Примечательно, что апостолы, внезапно начавшие изъясняться на незнакомых языках и нести откровение, полученное свыше, были народом осмеяны: осиянность Святым Духом обрекла их на поведение, показавшееся непристойным; окружающие решили, что апостолы пьяны.
Природа ангельского дара такая же: «Легкий огнь, над кудрями пляшущий, — / Дуновение — вдохновение»; его никак нельзя отнести к разряду тех, про кого у Цветаевой говорится: «В поте — пишущий, в поте пашущий». Случайно или нет, но в описании мелодии, исполняемой «уэльсовским ангелом» (см. приведенную выше цитату), присутствуют и языки огня, и танец[1114].

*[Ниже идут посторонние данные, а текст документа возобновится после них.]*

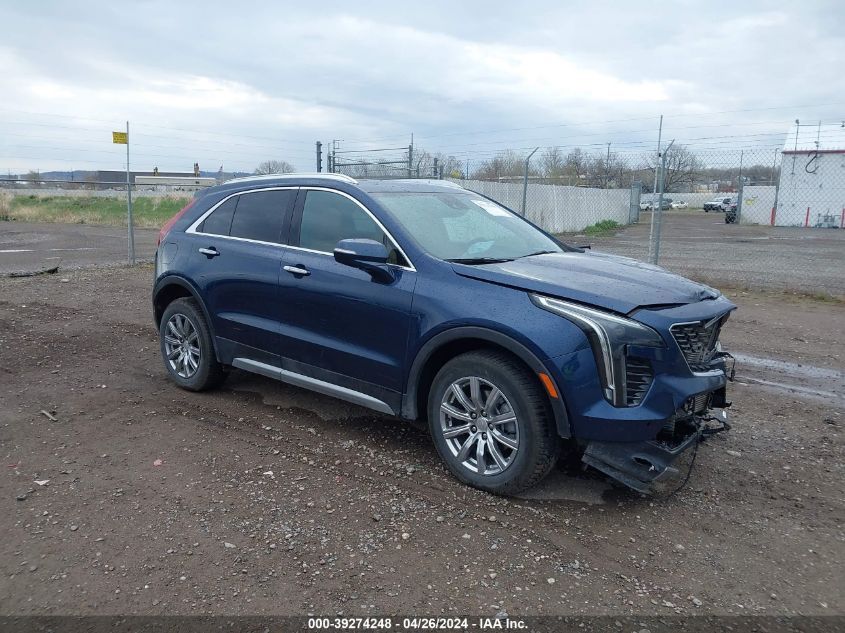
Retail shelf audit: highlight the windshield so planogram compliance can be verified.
[371,192,564,263]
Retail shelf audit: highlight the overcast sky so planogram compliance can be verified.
[0,0,845,173]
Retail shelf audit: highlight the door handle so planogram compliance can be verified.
[285,266,311,277]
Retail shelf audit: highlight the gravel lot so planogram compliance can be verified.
[0,267,845,616]
[566,210,845,298]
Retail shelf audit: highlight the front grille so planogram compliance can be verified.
[684,392,713,414]
[670,315,727,371]
[625,358,654,407]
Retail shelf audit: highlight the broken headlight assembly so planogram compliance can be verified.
[529,294,666,407]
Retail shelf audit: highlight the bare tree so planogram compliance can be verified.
[540,147,566,179]
[473,150,539,180]
[642,145,704,192]
[255,160,296,175]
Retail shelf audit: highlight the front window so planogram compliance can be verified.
[371,192,564,263]
[299,191,408,266]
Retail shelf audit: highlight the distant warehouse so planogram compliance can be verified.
[89,170,217,189]
[771,124,845,228]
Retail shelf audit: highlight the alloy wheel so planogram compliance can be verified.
[440,376,519,475]
[164,314,202,378]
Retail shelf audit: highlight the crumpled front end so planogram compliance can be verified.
[581,388,730,494]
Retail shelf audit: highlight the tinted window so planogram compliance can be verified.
[229,189,296,243]
[299,191,385,253]
[372,192,560,260]
[197,196,238,235]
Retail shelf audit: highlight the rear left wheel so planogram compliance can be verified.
[159,298,226,391]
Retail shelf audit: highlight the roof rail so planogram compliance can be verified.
[226,172,358,185]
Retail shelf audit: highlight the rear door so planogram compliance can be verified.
[279,188,416,399]
[188,187,297,366]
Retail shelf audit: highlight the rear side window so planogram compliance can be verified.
[229,189,296,244]
[197,196,238,235]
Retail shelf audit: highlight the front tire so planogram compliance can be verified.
[159,298,226,391]
[428,351,558,495]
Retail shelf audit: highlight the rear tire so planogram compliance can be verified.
[428,351,558,495]
[159,298,227,391]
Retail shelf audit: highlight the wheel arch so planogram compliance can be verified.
[153,275,220,360]
[402,326,572,437]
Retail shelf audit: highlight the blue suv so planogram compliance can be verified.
[153,174,735,494]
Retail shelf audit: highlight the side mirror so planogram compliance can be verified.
[334,239,393,282]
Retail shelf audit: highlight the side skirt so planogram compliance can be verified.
[232,358,396,415]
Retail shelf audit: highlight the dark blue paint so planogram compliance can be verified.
[154,177,734,442]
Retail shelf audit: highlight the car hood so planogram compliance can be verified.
[452,251,720,314]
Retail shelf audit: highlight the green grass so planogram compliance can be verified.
[0,195,190,228]
[584,220,622,235]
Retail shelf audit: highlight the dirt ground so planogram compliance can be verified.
[0,267,845,616]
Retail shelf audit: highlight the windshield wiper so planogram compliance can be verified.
[446,257,514,266]
[519,251,560,259]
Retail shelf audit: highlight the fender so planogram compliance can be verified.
[153,274,220,361]
[402,326,572,437]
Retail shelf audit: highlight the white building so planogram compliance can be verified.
[776,124,845,228]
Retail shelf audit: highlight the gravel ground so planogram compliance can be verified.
[0,267,845,616]
[564,210,845,297]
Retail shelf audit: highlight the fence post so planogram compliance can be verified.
[522,147,540,217]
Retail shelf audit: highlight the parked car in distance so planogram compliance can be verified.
[725,200,737,224]
[152,174,735,494]
[640,194,672,211]
[704,196,734,213]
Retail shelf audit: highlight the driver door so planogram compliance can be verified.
[279,188,416,403]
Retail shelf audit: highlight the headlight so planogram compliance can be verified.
[529,294,666,407]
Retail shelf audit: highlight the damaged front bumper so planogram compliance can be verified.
[581,392,730,494]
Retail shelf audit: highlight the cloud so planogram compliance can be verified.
[0,0,845,171]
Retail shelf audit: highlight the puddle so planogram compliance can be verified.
[734,354,845,408]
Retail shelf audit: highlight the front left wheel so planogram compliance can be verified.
[428,350,558,495]
[159,298,226,391]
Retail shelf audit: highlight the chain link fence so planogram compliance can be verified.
[0,142,845,297]
[446,147,845,297]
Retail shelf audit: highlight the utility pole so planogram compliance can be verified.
[651,139,675,266]
[769,147,780,226]
[729,149,745,224]
[408,132,414,178]
[522,147,540,217]
[648,114,663,261]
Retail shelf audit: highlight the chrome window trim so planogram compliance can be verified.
[296,185,417,272]
[185,186,299,248]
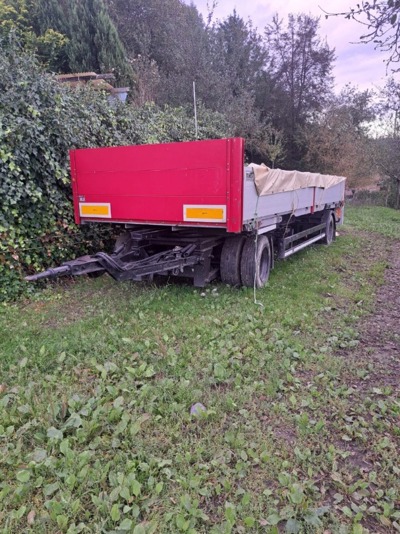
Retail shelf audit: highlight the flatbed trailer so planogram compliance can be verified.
[26,138,345,287]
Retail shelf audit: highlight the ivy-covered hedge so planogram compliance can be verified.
[0,51,229,301]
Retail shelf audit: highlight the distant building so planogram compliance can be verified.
[56,72,129,102]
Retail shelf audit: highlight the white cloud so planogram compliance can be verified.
[186,0,396,90]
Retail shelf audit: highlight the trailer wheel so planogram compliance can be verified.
[220,235,246,286]
[240,235,271,288]
[322,213,336,245]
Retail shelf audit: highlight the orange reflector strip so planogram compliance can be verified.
[79,203,111,218]
[186,208,225,221]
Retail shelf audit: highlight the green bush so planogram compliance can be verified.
[0,50,229,300]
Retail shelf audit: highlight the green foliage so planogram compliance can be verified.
[0,51,228,300]
[0,209,400,534]
[0,0,68,68]
[0,0,134,83]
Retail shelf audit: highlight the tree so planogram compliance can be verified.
[107,0,209,105]
[374,78,400,209]
[303,96,376,188]
[325,0,400,72]
[265,14,334,166]
[210,11,268,98]
[0,0,132,81]
[0,0,68,69]
[67,0,132,82]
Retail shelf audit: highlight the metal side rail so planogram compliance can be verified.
[25,244,203,282]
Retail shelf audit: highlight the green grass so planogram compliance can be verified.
[345,206,400,239]
[0,208,400,534]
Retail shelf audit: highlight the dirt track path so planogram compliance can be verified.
[349,242,400,393]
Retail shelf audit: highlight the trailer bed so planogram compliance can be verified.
[70,138,345,233]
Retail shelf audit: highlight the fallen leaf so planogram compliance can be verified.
[26,510,36,525]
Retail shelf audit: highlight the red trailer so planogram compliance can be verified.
[27,138,345,287]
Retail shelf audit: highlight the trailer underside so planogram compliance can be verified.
[26,209,336,287]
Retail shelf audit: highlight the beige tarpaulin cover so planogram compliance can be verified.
[249,163,346,196]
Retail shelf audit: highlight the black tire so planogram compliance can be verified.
[220,235,246,287]
[322,213,336,245]
[240,235,271,288]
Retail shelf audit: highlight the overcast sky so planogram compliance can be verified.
[186,0,399,91]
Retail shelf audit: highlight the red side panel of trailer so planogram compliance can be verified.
[70,138,244,233]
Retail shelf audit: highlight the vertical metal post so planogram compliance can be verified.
[193,82,199,139]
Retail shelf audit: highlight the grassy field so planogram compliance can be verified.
[0,208,400,534]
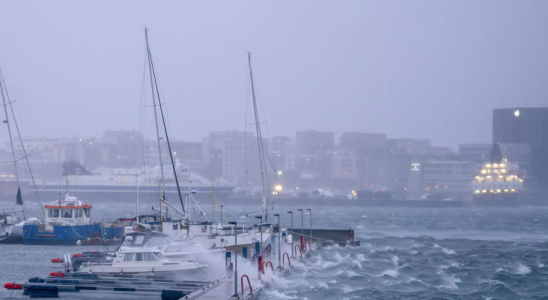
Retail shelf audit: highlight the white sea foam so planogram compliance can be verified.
[407,277,430,287]
[515,263,531,275]
[356,253,369,262]
[346,270,364,279]
[434,244,457,255]
[352,260,363,270]
[438,275,462,291]
[265,289,297,300]
[380,269,400,278]
[392,255,400,267]
[341,285,356,294]
[318,282,329,291]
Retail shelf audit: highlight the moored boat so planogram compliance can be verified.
[23,194,124,245]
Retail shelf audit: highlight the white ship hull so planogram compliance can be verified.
[78,261,205,274]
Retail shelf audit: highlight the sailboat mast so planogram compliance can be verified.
[145,28,185,213]
[247,52,268,222]
[0,68,27,219]
[145,28,165,204]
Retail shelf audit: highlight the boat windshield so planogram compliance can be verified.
[154,252,166,260]
[148,235,175,245]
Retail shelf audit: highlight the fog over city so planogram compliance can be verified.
[5,0,548,300]
[0,1,548,149]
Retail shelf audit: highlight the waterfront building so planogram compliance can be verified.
[296,130,335,153]
[493,107,548,188]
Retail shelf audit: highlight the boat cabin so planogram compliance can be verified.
[44,194,91,231]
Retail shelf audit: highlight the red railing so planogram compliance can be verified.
[283,253,292,267]
[241,275,253,297]
[295,245,303,258]
[305,240,312,251]
[257,255,264,279]
[266,261,274,272]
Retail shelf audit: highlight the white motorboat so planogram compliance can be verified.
[77,245,207,274]
[125,231,225,262]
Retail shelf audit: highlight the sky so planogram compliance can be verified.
[0,0,548,149]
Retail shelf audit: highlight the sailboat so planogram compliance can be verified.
[0,70,40,243]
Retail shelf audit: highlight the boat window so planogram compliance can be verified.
[124,253,135,261]
[166,246,181,252]
[49,209,59,218]
[61,209,72,219]
[137,252,158,261]
[133,235,145,245]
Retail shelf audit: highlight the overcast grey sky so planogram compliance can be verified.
[0,0,548,148]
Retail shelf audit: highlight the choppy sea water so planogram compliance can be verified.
[0,203,548,300]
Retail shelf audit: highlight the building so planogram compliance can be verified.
[270,136,295,153]
[204,130,268,185]
[339,131,386,149]
[493,107,548,187]
[459,144,493,163]
[420,161,476,200]
[296,130,335,153]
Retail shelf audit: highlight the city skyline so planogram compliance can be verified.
[0,1,548,149]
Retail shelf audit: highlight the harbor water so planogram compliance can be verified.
[0,203,548,300]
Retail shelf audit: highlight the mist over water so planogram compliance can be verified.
[0,203,548,300]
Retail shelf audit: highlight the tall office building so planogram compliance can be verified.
[493,107,548,187]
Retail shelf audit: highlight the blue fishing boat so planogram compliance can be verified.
[23,194,124,245]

«Дуновением вдохновения» объясняет великие произведения искусства, созданные гениями на земле, и Уэллс: «Вся красота нашего искусства лишь слабая передача слабых отражений того чудесного мира, и наши композиторы, наши лучшие композиторы, это те, которые слышат — очень, очень смутно — быль мелодий, которые гонят перед собою ветры того мира»[1115].

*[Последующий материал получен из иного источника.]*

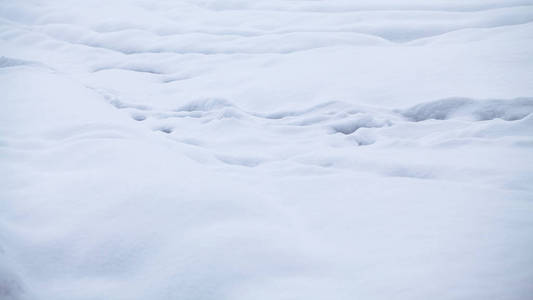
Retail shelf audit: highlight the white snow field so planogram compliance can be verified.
[0,0,533,300]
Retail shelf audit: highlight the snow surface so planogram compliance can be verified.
[0,0,533,300]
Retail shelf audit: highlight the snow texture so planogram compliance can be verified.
[0,0,533,300]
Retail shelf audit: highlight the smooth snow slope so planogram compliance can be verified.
[0,0,533,300]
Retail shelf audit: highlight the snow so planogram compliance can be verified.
[0,0,533,300]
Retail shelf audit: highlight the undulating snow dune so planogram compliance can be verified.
[0,0,533,300]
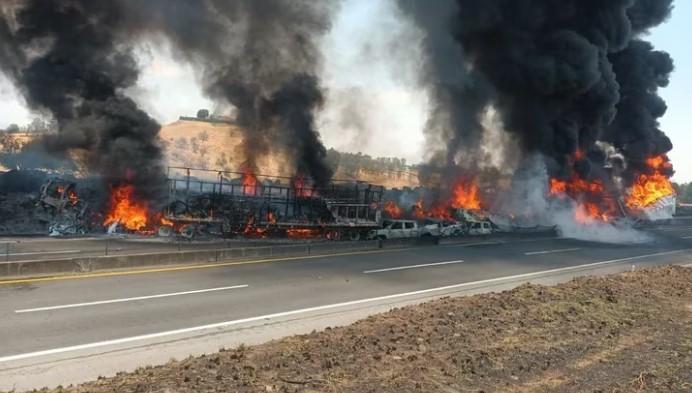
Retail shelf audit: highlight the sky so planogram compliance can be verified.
[0,0,692,182]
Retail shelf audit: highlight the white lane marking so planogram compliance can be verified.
[653,227,692,232]
[14,285,248,314]
[363,260,464,274]
[0,250,82,257]
[524,247,581,255]
[0,248,692,363]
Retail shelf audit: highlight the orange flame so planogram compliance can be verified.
[103,184,149,231]
[625,155,675,209]
[411,199,425,219]
[267,211,276,224]
[384,201,402,219]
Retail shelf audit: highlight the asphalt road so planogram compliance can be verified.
[0,221,692,366]
[0,236,285,263]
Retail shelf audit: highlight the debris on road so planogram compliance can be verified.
[28,267,692,393]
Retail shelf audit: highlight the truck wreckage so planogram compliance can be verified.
[158,167,384,240]
[0,162,676,240]
[37,178,89,236]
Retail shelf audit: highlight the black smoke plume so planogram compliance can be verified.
[399,0,673,187]
[126,0,332,184]
[0,0,164,198]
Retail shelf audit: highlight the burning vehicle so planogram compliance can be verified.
[147,167,384,240]
[37,178,89,236]
[368,220,441,241]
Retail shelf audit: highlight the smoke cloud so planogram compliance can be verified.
[0,0,164,197]
[399,0,673,185]
[130,0,332,184]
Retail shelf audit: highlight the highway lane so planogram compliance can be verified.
[0,236,286,263]
[0,226,692,358]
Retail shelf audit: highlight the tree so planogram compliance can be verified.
[197,109,209,119]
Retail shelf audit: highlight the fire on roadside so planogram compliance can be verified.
[625,155,675,209]
[103,184,149,231]
[550,173,617,224]
[384,201,402,219]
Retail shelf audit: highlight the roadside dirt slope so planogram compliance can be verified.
[31,267,692,393]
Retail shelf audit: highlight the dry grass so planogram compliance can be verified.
[24,267,692,393]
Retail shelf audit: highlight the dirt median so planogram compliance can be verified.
[24,267,692,393]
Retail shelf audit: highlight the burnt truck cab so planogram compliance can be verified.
[37,178,88,236]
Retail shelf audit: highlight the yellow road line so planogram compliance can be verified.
[0,247,415,285]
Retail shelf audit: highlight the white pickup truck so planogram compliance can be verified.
[368,220,440,240]
[468,221,493,236]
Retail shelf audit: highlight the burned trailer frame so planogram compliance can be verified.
[165,167,384,240]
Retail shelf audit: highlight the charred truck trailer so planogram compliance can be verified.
[159,167,384,240]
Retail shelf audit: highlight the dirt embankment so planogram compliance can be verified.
[21,267,692,393]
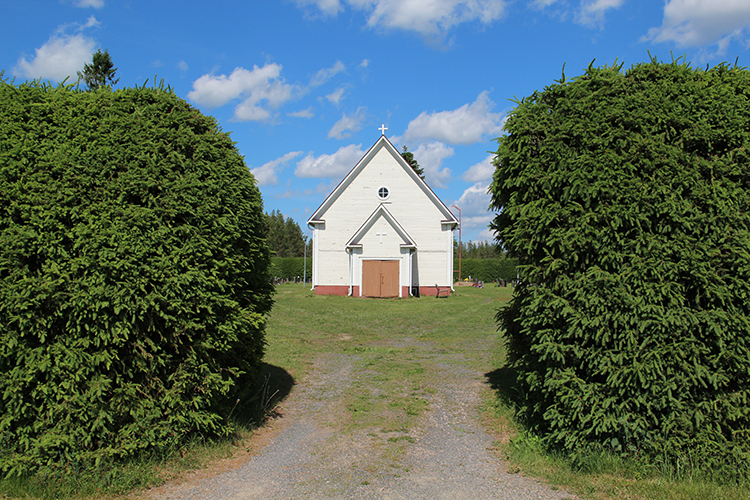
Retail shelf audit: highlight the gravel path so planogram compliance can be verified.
[146,355,575,500]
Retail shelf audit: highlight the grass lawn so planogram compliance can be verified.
[0,284,750,500]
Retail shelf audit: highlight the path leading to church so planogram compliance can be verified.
[141,339,575,500]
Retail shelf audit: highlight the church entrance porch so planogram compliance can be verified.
[362,260,399,297]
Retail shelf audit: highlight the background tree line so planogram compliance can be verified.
[266,210,312,257]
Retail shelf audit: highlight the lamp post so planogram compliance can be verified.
[451,205,461,284]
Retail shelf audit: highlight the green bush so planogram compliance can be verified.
[491,60,750,475]
[0,82,272,475]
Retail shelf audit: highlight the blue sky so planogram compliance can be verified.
[0,0,750,241]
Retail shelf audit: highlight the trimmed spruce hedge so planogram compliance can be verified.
[0,82,272,475]
[491,60,750,477]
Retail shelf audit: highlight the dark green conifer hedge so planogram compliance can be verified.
[0,82,272,474]
[491,60,750,476]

Казалось бы, нет необходимости доказывать родство поэтического и музыкального творчества — за очевидностью. Однако Цветаева родство между истинной поэзией и ангельской музыкой в очерке «Пленный дух» настойчиво и даже навязчиво акцентирует, прибегая, в частности, к авторитету Андрея Белого, высоко оценившего ее сборник «Разлука» (1922)[1116]. В мемуарах она целиком перепечатывает адресованное ей восторженное письмо Белого от 16 мая 1922 года:
Позвольте мне высказать глубокое восхищение перед совершенно крылатой мелодией Вашей книги «Разлука».
Я весь вечер читаю — почти вслух; и — почти распеваю. Давно я не имел такого эстетического наслаждения.
А в отношении к мелодике стиха, столь нужной после расхлябанности Москвичей и мертвенности Акмеистов, — Ваша книга первая (это — безусловно).
Пишу — и спрашиваю себя, не переоцениваю ли я свое впечатление? Не приснилась ли мне Мелодия?
И — нет, нет; я с большой скукой развертываю все новые книги стихов. Со скукой развернул и сегодня «Разлуку». И вот — весь вечер под властью чар ее. Простите за неподдельное выражение моего восхищения и примите уверения в совершенном уважении и преданности[1117].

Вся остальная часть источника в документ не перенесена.